Safety and risk of using pediatric donor livers in adult liver transplantation

S Emre et al. Liver Transpl. 2001 Jan.
Free article

Abstract

Pediatric donor (PD) livers have been allocated to adult transplant recipients in certain situations despite size discrepancies. We compared data on adults (age > or = 19 years) who underwent primary liver transplantation using livers from either PDs (age < 13 years; n = 70) or adult donors (ADs; age > or = 19 years; n = 1,051). We also investigated the risk factors and effect of prolonged cholestasis on survival in the PD group.

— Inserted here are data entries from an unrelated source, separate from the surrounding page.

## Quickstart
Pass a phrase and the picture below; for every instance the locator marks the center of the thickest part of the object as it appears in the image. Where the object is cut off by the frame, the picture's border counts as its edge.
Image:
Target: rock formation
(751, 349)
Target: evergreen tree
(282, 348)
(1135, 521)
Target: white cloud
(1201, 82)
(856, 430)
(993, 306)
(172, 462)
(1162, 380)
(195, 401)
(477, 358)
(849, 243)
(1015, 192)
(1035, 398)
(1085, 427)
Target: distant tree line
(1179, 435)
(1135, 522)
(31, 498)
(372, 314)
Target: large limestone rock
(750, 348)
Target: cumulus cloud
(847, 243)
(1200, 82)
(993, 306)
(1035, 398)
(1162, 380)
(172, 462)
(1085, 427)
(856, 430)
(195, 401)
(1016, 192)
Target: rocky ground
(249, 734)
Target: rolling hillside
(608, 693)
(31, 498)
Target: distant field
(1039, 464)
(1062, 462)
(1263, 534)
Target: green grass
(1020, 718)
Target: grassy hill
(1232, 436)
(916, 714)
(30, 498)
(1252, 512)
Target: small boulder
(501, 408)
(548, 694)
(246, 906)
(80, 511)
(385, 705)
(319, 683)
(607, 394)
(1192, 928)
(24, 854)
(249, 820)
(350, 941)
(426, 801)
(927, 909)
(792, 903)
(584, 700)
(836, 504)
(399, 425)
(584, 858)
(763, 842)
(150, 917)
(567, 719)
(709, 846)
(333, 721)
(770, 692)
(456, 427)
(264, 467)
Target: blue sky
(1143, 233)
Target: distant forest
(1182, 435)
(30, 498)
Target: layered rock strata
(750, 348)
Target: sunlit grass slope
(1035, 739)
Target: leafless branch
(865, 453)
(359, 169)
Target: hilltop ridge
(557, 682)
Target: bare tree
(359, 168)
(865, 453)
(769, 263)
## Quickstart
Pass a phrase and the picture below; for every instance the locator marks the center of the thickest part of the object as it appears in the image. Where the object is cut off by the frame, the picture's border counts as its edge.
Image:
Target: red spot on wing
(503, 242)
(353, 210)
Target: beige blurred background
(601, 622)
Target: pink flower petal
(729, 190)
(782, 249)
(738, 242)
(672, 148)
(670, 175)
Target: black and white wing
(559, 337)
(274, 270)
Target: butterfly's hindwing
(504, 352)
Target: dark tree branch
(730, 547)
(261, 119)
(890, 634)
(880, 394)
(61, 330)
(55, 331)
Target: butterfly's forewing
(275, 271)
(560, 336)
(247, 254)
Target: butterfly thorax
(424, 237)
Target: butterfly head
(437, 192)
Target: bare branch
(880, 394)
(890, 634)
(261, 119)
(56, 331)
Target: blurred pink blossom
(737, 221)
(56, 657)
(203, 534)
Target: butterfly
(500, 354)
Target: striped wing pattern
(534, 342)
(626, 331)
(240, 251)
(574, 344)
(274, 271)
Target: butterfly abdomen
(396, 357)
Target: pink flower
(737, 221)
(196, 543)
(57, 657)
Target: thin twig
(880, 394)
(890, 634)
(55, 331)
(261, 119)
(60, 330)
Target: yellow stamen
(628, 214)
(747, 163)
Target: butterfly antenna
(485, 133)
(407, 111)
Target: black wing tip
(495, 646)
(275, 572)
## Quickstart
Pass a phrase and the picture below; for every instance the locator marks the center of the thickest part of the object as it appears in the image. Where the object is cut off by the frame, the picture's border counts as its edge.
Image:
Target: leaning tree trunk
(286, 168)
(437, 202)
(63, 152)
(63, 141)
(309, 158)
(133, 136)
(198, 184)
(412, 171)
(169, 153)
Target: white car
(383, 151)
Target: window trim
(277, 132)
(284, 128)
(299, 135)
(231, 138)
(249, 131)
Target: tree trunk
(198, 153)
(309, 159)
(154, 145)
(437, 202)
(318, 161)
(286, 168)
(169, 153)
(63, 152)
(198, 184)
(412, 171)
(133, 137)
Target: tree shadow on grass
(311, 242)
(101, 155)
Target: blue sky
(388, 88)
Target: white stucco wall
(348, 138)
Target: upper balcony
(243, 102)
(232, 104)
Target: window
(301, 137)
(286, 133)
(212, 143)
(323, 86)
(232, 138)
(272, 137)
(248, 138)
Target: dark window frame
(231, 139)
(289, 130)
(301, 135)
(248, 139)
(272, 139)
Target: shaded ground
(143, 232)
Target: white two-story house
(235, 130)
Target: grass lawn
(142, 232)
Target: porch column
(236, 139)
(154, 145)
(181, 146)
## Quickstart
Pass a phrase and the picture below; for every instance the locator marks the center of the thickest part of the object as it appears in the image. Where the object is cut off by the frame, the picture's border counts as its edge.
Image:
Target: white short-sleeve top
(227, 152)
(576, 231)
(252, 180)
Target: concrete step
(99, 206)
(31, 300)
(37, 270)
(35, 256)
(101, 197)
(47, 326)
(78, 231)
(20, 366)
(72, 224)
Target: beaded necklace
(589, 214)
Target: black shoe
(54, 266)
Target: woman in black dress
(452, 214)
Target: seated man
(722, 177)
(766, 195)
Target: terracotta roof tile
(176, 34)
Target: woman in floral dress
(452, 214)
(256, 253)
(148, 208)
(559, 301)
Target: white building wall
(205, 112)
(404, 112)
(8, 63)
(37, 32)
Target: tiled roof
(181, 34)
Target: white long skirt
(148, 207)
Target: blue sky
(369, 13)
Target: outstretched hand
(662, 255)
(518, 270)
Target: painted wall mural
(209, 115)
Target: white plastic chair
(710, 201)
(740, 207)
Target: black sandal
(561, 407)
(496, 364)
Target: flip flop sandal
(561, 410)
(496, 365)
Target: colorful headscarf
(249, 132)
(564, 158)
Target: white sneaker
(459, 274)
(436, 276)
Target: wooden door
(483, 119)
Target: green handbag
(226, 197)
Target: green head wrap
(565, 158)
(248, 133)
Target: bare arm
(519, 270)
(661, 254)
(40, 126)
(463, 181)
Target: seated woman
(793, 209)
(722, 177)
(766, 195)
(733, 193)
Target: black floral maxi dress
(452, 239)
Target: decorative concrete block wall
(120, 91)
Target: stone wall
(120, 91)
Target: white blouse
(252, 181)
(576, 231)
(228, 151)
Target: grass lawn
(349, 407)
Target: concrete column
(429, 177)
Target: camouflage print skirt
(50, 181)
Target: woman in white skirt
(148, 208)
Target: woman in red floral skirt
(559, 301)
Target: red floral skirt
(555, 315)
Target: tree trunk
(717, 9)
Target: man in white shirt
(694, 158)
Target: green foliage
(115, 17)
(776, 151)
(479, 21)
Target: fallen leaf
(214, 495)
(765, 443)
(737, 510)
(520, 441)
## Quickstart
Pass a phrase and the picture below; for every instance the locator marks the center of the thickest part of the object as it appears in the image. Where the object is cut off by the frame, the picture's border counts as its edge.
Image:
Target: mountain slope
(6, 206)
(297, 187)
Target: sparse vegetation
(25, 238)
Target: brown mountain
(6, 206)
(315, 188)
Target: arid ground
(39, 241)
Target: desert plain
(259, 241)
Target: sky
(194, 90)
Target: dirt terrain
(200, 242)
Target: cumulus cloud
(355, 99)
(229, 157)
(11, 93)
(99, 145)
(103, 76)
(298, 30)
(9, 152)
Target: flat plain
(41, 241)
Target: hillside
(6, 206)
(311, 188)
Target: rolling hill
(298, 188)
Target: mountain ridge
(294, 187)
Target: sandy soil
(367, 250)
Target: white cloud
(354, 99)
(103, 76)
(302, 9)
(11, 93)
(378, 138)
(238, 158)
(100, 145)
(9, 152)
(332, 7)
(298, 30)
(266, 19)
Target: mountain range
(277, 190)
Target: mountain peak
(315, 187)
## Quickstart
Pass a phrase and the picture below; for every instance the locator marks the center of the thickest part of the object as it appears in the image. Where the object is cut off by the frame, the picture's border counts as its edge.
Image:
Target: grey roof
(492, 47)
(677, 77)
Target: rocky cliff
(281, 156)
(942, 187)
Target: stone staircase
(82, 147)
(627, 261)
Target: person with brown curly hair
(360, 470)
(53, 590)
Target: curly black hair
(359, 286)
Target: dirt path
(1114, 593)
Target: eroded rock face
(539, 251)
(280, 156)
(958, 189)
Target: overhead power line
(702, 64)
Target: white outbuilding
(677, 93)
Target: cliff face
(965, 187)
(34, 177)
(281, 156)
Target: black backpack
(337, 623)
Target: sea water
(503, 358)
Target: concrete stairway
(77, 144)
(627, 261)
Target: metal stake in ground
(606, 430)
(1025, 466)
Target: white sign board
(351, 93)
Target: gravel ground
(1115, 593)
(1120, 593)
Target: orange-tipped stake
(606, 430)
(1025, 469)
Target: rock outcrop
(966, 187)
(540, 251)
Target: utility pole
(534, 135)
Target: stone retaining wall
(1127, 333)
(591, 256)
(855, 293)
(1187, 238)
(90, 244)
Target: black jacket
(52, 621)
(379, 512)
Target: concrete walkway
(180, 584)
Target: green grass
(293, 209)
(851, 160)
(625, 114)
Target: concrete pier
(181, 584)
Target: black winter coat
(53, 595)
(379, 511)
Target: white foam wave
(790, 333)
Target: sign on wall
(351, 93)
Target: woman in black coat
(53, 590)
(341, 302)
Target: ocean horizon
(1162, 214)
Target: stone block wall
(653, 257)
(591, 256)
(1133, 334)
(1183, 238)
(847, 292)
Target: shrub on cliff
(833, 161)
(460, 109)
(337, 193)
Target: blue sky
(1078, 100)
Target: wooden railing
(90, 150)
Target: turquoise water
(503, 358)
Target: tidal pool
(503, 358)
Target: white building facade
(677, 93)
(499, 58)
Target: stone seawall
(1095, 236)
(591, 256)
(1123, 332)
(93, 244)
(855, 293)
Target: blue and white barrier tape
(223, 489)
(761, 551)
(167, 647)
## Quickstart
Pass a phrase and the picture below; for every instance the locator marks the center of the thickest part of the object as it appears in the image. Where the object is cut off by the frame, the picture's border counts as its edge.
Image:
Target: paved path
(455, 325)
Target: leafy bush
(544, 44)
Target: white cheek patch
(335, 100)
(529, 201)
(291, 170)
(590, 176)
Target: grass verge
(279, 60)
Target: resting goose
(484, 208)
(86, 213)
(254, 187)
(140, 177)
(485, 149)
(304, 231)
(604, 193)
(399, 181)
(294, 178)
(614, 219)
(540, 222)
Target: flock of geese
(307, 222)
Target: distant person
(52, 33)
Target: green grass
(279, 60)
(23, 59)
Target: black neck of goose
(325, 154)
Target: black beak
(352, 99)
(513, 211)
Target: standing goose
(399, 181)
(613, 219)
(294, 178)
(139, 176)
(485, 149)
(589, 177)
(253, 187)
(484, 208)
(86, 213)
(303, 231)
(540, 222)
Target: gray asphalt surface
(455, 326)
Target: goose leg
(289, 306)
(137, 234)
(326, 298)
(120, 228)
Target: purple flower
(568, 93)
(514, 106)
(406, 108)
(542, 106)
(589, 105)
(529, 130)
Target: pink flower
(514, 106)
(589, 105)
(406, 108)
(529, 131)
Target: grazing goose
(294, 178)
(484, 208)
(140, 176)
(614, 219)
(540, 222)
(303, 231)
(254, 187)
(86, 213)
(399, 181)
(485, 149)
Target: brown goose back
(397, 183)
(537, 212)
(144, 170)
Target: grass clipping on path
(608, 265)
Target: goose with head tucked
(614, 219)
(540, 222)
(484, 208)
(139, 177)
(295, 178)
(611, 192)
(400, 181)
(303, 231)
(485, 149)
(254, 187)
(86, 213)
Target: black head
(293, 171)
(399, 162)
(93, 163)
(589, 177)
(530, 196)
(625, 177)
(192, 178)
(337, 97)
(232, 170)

In an attempt to determine the minimal graft volume requirement, we divided the PD group into 2 subgroups based on the ratio of donor liver weight (DLW) to estimated recipient liver weight (ERLW) at 2 different cutoff values: less than 0.4 (n = 5) versus 0.4 or greater (n = 56) and less than 0.5 (n = 21) versus 0.5 or greater (n = 40). The incidence of hepatic artery thrombosis (HAT) was significantly greater in the PD group (12.9%) compared with the AD group (3.8%; P =.0003). Multivariate analysis showed that preoperative prothrombin time of 16 seconds or greater (relative risk, 3.206; P =.0115) and absence of FK506 use as a primary immunosuppressant (relative risk, 4.477; P =.0078) were independent risk factors affecting 1-year graft survival in the PD group. In the PD group, transplant recipients who developed cholestasis (total bilirubin level > or = 5 mg/dL on postoperative day 7) had longer warm (WITs) and cold ischemic times (CITs). Transplant recipients with a DLW/ERLW less than 0.4 had a trend toward a greater incidence of HAT (40%; P <.06), septicemia (60%), and decreased 1- and 5-year graft survival rates (40% and 20%; P =.08 and.07 v DLW/ERLW of 0.4 or greater, respectively). In conclusion, the use of PD livers for adult recipients was associated with a greater risk for developing HAT. The outcome of small-for-size grafts is more likely to be adversely affected by longer WITs and CITs. The safe limit of graft volume appeared to be a DLW/ERLW of 0. 4 or greater.